The experience of the dry pool that briefly filled with sunlight expanded in Eliot into an outstretched, timeless moment of stillness, beauty and a sense of the "heart of light" as he put it in a draft of this poem.

"Dry the pool, dry concrete, brown edged, / And the pool was filled with water out of sunlight, / And the lotos rose, quietly, quietly / The surface glittered out of heart of light". This is the heart of this part of the quartet, maybe even of the whole of the quartets themselves. Without this experience the Quartets probably would not have been written; at least not in the form they now exist. We see that the empty, dry pool is filled with sunlight, an ethereal and brilliant water substitute - or rather, a sunlight-water, existing in a dimension of its own. The surface, he says, "glittered out of heart of light" - somehow the essence of light seems to have presented itself to him in that brief, timeless moment. A silence of a sort, revealing itself to a present and observant onlooker.

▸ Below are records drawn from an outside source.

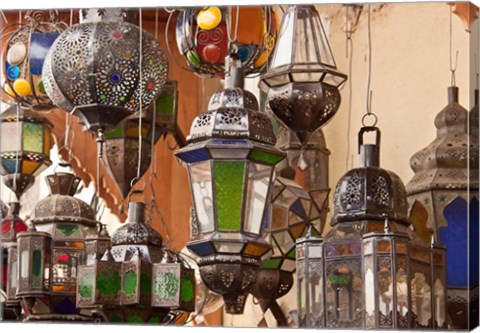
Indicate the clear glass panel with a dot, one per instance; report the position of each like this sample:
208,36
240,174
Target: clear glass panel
201,180
259,177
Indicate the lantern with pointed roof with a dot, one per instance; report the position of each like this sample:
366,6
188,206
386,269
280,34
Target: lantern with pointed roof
230,159
302,82
443,196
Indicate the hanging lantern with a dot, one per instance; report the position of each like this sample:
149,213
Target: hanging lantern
230,159
22,60
93,70
121,150
302,81
443,196
206,36
25,143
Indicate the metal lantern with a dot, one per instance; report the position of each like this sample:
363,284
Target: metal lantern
23,55
206,36
230,159
93,70
302,81
121,151
443,196
25,142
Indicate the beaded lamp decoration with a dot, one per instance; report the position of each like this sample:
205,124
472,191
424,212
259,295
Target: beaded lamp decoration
23,55
302,82
206,36
93,70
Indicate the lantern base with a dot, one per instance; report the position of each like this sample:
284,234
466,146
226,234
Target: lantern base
19,183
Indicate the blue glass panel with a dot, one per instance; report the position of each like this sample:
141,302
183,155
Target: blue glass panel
40,43
454,237
194,156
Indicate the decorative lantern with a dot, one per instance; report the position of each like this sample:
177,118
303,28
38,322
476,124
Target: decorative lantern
302,81
69,221
230,159
22,60
206,36
93,70
443,196
25,143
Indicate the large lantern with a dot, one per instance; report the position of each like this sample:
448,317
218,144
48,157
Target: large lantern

The lotos is an interesting feature here. This flower has many properties and meanings in several Eastern cultures. It has a pure white blossom on the surface of waters, be they dirty or clean. Their roots go deep into the mud in rivers and lakes, which makes it stretch from the dirt through the water and flower in this pristine whiteness, making itself a symbol of the possible transformation from dirt to purity; from ignorance to enlightenment and so on. Eliot knew at least the Eastern philosophical tradition quite well, and also had a knowledge of Sanskrit, the classical language in India; the language many of the old Buddhist texts are written in. The lotos seems to represent a lot of things in this poem written by an American turned British, in something as British as a rosegarden belonging to a stately home. Simplicity, beauty, something deeply real, something mystical, a touch of the Eastern mindset - all in all a whiff of simple elegance incorporating a mystery which is almost making itself completely accessible to us. We only have to enter a quiet state of mind to sense its direct presence and have revealed whatever it might be presenting to us.

All these words to describe a quiet moment which brought a poet a deep stillness and a connection with something he called heart of light, which again brought him to write the section overhead. But this is really part of my fascination with thought/experience and language/art/poetry. From a tiny moment, a flash of insight, can spring a whole novel, a movie, a painting, a theory, a haiku. "Moments in and out of time" Eliot calls these kinds of experiences another place in the Quartets. The intersection of the timeless with time.

"The still point of the turning world, there the dance is". This about sums up the Four Quartets. And makes me come back to it again and again.